The Capulet and Montague clans hopped and stomped, carried around chairs, wiggled their hands and swung their hips. Is there a more banal, vulgar way to characterize society? In one instance the squabblers' tempers were, literally, doused with a fire extinguisher. Shakespeare showed the warring families's dignity despite their stubborn, rigid, unrepentant behavior, whereas Celis makes them into stereotypes, into stupid, horny, always aggressive figures lacking depth. Maybe the choreographer was guided by Julia Kristeva's interpretation of the 'Romeo and Juliet' subject matter that is printed in the playbill. Kristeva, a Bulgarian-French philosopher, psychoanalyst and feminist, vents about passion, the torrent of emotions, sexual deviation and sadomasochism. For her, love's verve is rooted in hate and it's the hate, which triumphs at the end, not the love. I don't share her point of view. Why confound love with lust? Actually, what is being perverted is Shakespeare.

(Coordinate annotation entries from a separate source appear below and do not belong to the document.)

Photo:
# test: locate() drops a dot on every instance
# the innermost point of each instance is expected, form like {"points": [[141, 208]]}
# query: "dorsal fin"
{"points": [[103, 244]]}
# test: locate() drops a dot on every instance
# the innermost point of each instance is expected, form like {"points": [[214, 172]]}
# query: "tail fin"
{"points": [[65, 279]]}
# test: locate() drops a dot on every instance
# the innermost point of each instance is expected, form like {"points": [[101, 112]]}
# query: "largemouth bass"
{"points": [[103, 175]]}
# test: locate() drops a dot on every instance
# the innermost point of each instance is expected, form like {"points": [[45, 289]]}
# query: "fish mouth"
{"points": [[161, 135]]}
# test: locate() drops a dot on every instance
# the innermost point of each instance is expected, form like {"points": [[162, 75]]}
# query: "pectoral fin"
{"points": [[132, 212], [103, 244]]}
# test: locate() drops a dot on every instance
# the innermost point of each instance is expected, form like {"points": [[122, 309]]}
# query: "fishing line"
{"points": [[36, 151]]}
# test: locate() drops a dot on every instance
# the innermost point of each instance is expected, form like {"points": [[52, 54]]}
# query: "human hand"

Thus it was up to the central couple, Romeo (Jiří Bubeníček) and Juliet (Julia Weiss) to convey the meaning and substance of their love. It was Bubeníček's sweeping stage presence, his acting talent and expressiveness, that gave the tragedy its persuasive power. He was genuinely convincing in his wild rage against Tybalt and also with the burden of being a murderer that he carried back to Juliet. How he faced her desperation! In the lovers' pas de deux (choreographically more like Bubeníček's handwriting than Celis's), his charisma radiated deep into the auditorium. By comparison, Juliet was palid. I liked her vigorous rejection of Count Paris, but she couldn't melt in Romeo's love, couldn't let herself go with abandon, because from the start her conduct hadn't projected virtue. This Juliet was just an ordinary, spoiled girl lacking composure. She should have been bent out of shape by falling in love.

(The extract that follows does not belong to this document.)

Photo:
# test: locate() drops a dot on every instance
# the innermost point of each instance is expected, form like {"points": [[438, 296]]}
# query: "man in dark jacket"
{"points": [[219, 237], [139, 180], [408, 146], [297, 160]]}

In the final scene, after waking up from her death-like sleep, she stretched, stood up from her deathbed and for some inexplicable reason suddenly lurched around as if drunk. Weiss omitted the dramatic moment of perceiving the dead Romeo next to her. Similarly, she forgot to stab herself at the end.
Strong were Romeo's friends, Benvolio (Michael Tucker) and especially Mercutio (Jón Vallejo). Sparkling in his never-ending taunt and needling of the Capulets, Mercutio died with heart-rending dramatics. Well done! Also moving was Lord Capulet (Oleg Klymyuk) as he stood next to his apparently dead daughter. He struggled inwardly, indecisively opening and closing his hands several times, but unable finally to touch her.

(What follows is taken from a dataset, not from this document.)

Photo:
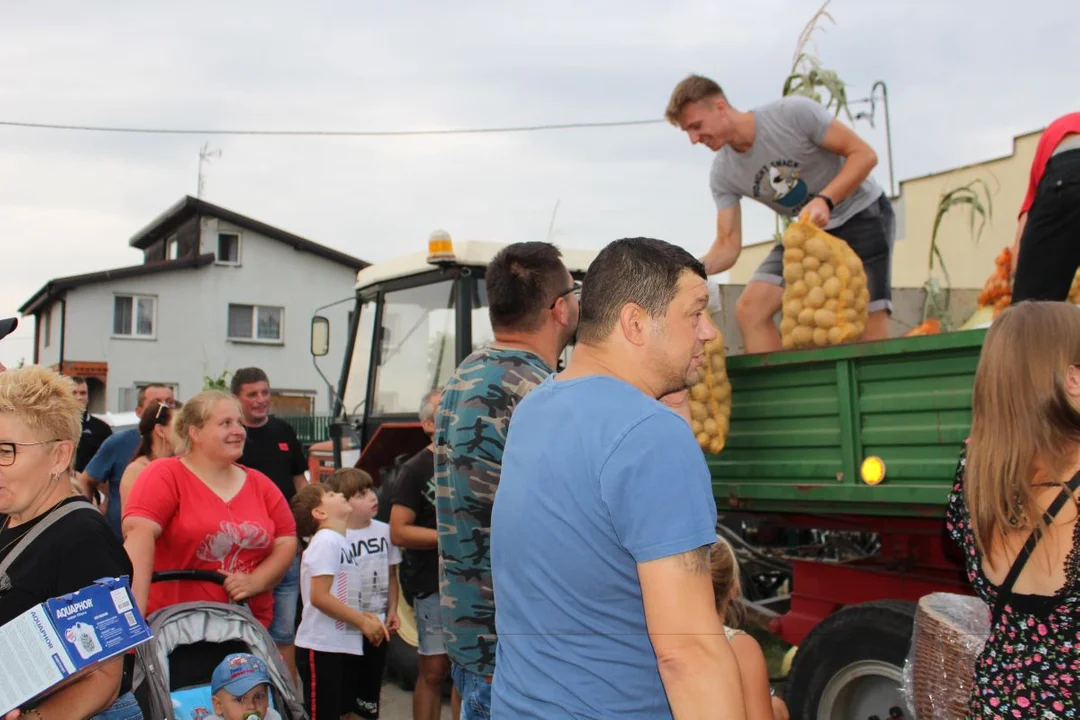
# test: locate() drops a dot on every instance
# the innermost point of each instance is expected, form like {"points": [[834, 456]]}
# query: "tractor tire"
{"points": [[850, 665]]}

Why were atmospheric sounds (by composer Martin Buczkó) added in the first act to accompany Juliet being bartered away to Count Paris by her parents? Given the Prokofiev music, played with nuance by the Staatskapelle Dresden under the baton of Paul Conelly, the extra score was unnecessary.
Stijn Celis will be appointed artistic director of the State Ballet Saarland in Saarbrücken at the start of the 2014/15 season.